Breakfast had left me warm, but the conversation left me heavy.

I carried the books back to my room, Janbo padding at my side, and collapsed onto my bed.

“Phone,” I muttered, and the familiar glow lit the room. Two free pulls now waited for me.

“I need to make this count,” I whispered. Another weapon, another set of armor, that would be ideal.

Without hesitation, I opened the weapon gacha and drew.

A silver light burst across the screen.

Celestial Warbow (SR).

I quickly skimmed the flavor text of the newly acquired weapon.

Celestial Warbow.

A bow blessed by the gods themselves, forged to pierce even the sky. Only those of a soul untainted may draw its string.

I stared at the words for a moment, unease flickering at the back of my mind. Pure soul, huh? I can only hope I’m pure enough to wield it when the time comes.

Without lingering, I shifted to the armor gacha. Something to ward against plague, that’s what I need most.

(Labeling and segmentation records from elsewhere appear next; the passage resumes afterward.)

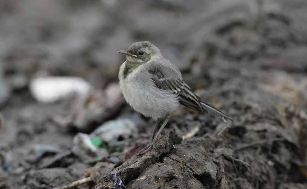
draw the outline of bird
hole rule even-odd
[[[117,52],[126,56],[118,76],[123,96],[135,111],[157,120],[149,142],[139,152],[138,155],[154,147],[171,114],[181,105],[200,113],[206,110],[213,113],[225,122],[225,119],[233,122],[196,94],[184,81],[177,67],[149,41],[135,42],[127,50]],[[163,119],[159,128],[159,123]]]

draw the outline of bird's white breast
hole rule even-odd
[[[120,68],[119,84],[124,97],[134,110],[156,119],[164,117],[179,106],[177,95],[156,86],[146,64],[140,65],[124,78],[126,63]]]

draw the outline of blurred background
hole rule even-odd
[[[307,187],[307,1],[28,0],[0,1],[0,188],[56,186],[146,144],[154,121],[126,104],[117,79],[117,51],[143,40],[234,119],[228,145],[291,144],[260,148],[275,165],[254,172],[271,177],[242,176],[248,188]],[[180,135],[225,126],[183,108],[174,116]],[[236,155],[248,162],[257,149]]]

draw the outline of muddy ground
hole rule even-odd
[[[0,188],[307,188],[305,0],[1,1],[0,39]],[[154,120],[119,93],[116,51],[145,40],[234,123],[181,108],[136,156]],[[31,79],[48,75],[96,97],[38,102]],[[79,133],[113,120],[116,137],[87,150]]]

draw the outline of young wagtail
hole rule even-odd
[[[157,119],[149,143],[139,152],[150,150],[169,119],[169,115],[180,104],[199,112],[205,110],[232,120],[194,94],[182,79],[176,66],[165,59],[149,41],[136,42],[128,50],[119,51],[126,60],[119,68],[119,78],[122,92],[136,111]],[[160,119],[165,118],[157,133]]]

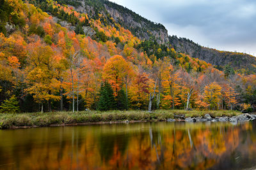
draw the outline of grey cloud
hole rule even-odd
[[[112,0],[205,46],[256,53],[256,1]]]

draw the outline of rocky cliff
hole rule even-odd
[[[189,39],[179,38],[175,36],[170,36],[169,41],[177,52],[187,53],[192,57],[220,66],[220,68],[229,64],[235,69],[244,73],[256,72],[256,57],[254,56],[204,47]]]

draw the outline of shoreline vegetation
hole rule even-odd
[[[97,123],[129,122],[160,122],[168,120],[184,121],[186,118],[200,118],[209,114],[212,118],[237,117],[238,111],[155,110],[152,113],[141,110],[84,111],[72,113],[25,113],[0,114],[0,129],[70,125]]]

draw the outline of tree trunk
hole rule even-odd
[[[126,109],[128,110],[128,90],[127,90],[127,83],[125,83],[126,88]]]
[[[174,110],[174,88],[173,88],[173,83],[172,83],[172,109]]]
[[[156,83],[157,81],[156,81],[155,83],[155,87],[154,88],[154,93],[153,96],[152,96],[152,94],[150,93],[149,96],[149,104],[148,104],[148,112],[151,112],[151,108],[152,108],[152,103],[153,101],[154,98],[155,97],[155,94],[156,94]]]
[[[74,94],[74,78],[72,74],[72,71],[71,71],[71,79],[72,79],[72,98],[73,98],[73,103],[72,103],[72,111],[73,113],[75,112],[75,96]]]
[[[78,106],[79,106],[79,73],[77,74],[77,111],[79,111]]]
[[[52,104],[51,103],[51,99],[49,99],[48,101],[48,111],[49,112],[52,111]]]
[[[63,89],[62,87],[60,88],[60,111],[63,110]]]
[[[193,92],[193,89],[190,90],[189,92],[188,93],[187,106],[186,108],[186,110],[189,110],[189,100],[190,97],[191,97],[192,92]]]
[[[44,113],[44,104],[42,103],[41,113]]]

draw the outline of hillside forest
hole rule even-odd
[[[254,110],[255,74],[221,71],[74,6],[0,0],[1,112]]]

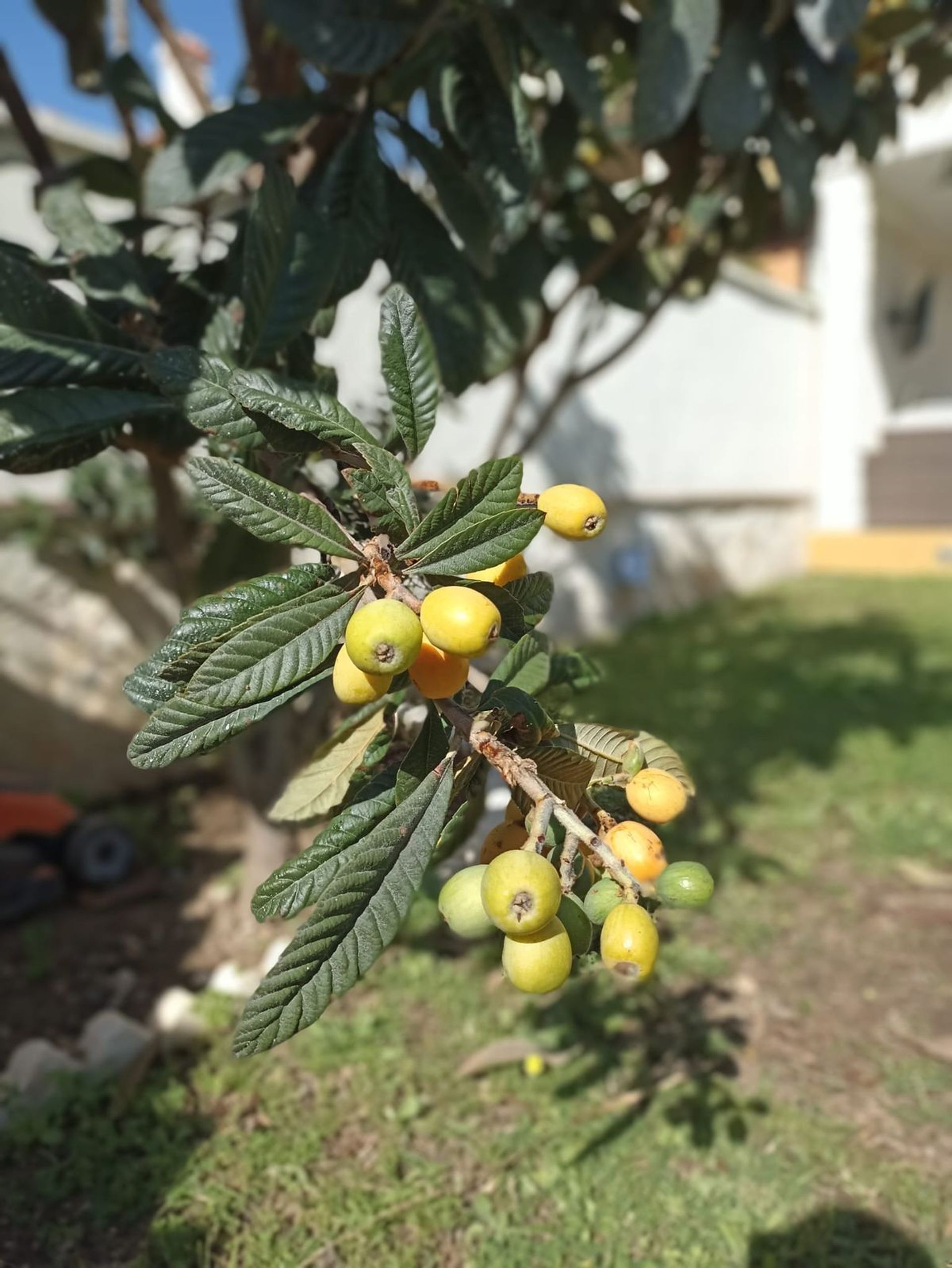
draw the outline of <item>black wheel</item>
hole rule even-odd
[[[124,828],[108,819],[90,817],[66,838],[63,864],[80,885],[118,885],[132,871],[136,846]]]

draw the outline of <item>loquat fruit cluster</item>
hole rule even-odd
[[[598,536],[607,520],[602,500],[582,484],[555,484],[539,495],[537,506],[546,527],[573,540]],[[526,560],[517,554],[465,579],[505,586],[525,574]],[[461,690],[469,662],[484,656],[501,630],[496,604],[470,586],[430,590],[418,614],[401,598],[375,598],[347,624],[333,667],[335,694],[344,704],[370,704],[408,672],[426,700],[445,700]]]

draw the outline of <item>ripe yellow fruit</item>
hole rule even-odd
[[[431,590],[420,609],[423,633],[451,656],[482,656],[499,637],[499,609],[486,595],[466,586]]]
[[[423,635],[420,656],[409,667],[413,686],[427,700],[445,700],[455,696],[469,676],[469,661],[464,656],[451,656],[434,647]]]
[[[507,850],[521,850],[527,837],[529,833],[521,823],[497,823],[486,834],[483,848],[479,851],[479,862],[491,864]]]
[[[493,586],[505,586],[510,581],[517,581],[529,572],[526,560],[521,554],[513,555],[506,563],[497,563],[494,568],[480,568],[479,572],[468,572],[470,581],[488,581]]]
[[[638,881],[654,880],[668,866],[660,837],[643,823],[616,823],[605,833],[605,844]]]
[[[344,635],[347,656],[364,673],[403,673],[416,661],[422,642],[416,612],[396,598],[359,607]]]
[[[605,502],[584,484],[553,484],[539,495],[537,506],[545,511],[546,529],[573,541],[597,538],[608,517]]]
[[[627,804],[649,823],[668,823],[687,805],[685,785],[671,771],[645,766],[625,785]]]
[[[619,903],[605,917],[602,961],[624,978],[644,981],[658,959],[658,929],[636,903]]]
[[[526,994],[545,995],[556,990],[572,973],[572,942],[562,921],[553,918],[534,933],[506,937],[502,971]]]
[[[346,647],[342,647],[333,662],[333,694],[345,705],[369,705],[371,700],[379,700],[390,690],[393,675],[390,673],[364,673],[347,656]]]
[[[497,929],[525,937],[541,929],[558,912],[559,874],[548,858],[531,850],[508,850],[486,869],[482,896],[486,914]]]

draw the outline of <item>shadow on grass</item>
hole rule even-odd
[[[44,1106],[14,1111],[0,1134],[0,1263],[132,1263],[143,1227],[212,1130],[183,1061],[155,1066],[131,1097],[109,1082],[66,1077]],[[145,1263],[194,1262],[160,1253],[162,1236],[183,1246],[186,1230],[160,1224],[158,1234]]]
[[[731,597],[653,616],[598,649],[605,681],[586,694],[582,710],[659,734],[682,753],[700,813],[716,828],[705,857],[712,871],[730,865],[758,879],[763,860],[742,850],[738,814],[767,763],[828,768],[851,733],[878,729],[909,743],[923,728],[948,725],[949,658],[937,663],[934,648],[923,645],[901,593],[892,614],[868,610],[875,587],[853,590],[852,620],[810,620],[811,596],[832,591],[805,583],[790,596]],[[633,671],[638,666],[645,672]],[[692,824],[678,824],[685,831]]]
[[[549,1042],[578,1054],[558,1097],[612,1088],[603,1126],[576,1160],[625,1135],[660,1096],[666,1117],[687,1127],[696,1149],[710,1149],[721,1131],[744,1141],[749,1117],[767,1112],[761,1098],[731,1087],[747,1025],[731,992],[715,983],[619,992],[606,975],[581,974],[535,1022]]]
[[[938,1268],[901,1229],[868,1211],[827,1207],[750,1238],[747,1268]]]

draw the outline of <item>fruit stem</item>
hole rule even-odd
[[[522,846],[524,850],[535,850],[537,855],[543,852],[545,846],[545,833],[549,831],[549,820],[551,819],[554,805],[553,798],[546,796],[541,801],[536,801],[532,806],[532,817],[529,820],[529,836],[526,837],[526,843]]]
[[[559,879],[562,881],[562,893],[570,894],[576,884],[576,855],[578,853],[578,847],[581,841],[574,832],[567,829],[565,842],[562,847],[562,860],[559,862]]]
[[[484,757],[491,766],[496,767],[510,787],[521,789],[535,805],[539,805],[541,801],[549,801],[554,818],[559,820],[567,832],[573,833],[581,844],[596,855],[605,871],[614,881],[621,885],[627,898],[631,902],[638,902],[640,888],[635,877],[621,860],[608,850],[602,838],[596,832],[592,832],[539,779],[535,762],[531,762],[527,757],[520,757],[518,753],[513,752],[508,744],[503,744],[496,735],[475,727],[473,716],[465,709],[460,708],[460,705],[454,704],[453,700],[436,700],[434,704],[450,725],[469,741],[475,752]]]
[[[361,547],[364,557],[370,566],[370,572],[374,578],[374,585],[379,586],[384,593],[389,595],[390,598],[398,598],[402,604],[406,604],[411,611],[420,615],[420,609],[422,606],[421,600],[407,590],[399,577],[390,568],[392,548],[388,539],[383,535],[371,538],[370,541],[365,541]]]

A pulse of silver light erupted.

Silver Light Armor Set (SR).

Armor wrought of pure silver. So long as its gleam remains unsullied by shadow, the wearer shall be untouched by sickness or blight.

A sharp breath escaped me.

That could definitely save me at the right moment, I thought

Satisfied, I closed the phone and turned my attention to the stack of books Rion had handed me.

Their leather covers were cracked and worn, the weight of centuries etched into their pages.

I flipped through the table of contents, fingers pausing when I found the entry I needed.

Death Dragon.

I turned eagerly to the section, eyes locking onto the faded ink.

The Death Dragon, also known as the Harbinger of Death.

My chest tightened as I read on.

This monstrous creature exhales a breath of black flame, fire that does not merely burn but corrupts all it touches.

Those struck are scarred in both body and soul.

My mind instantly flashed back to Father Damian’s injuries.

So that’s what burned him…

The beast possesses overwhelming resistance to fire, its scales impervious to ordinary flame.

More dire still, its very presence spreads decay: its breath is poison to all living things, and even corpses stir from their graves when it draws near.

The words weighed heavy, each line more dreadful than the last.

A nightmare given flesh. Just how are we supposed to stop something like that?

I scanned further, desperate for a sliver of hope.

Its sole weakness lies in the power of holy magic, but only spells of the Seventh Rank or higher bear any chance of defeating it.

My stomach sank. Seventh rank. A threshold so few in this world could ever reach.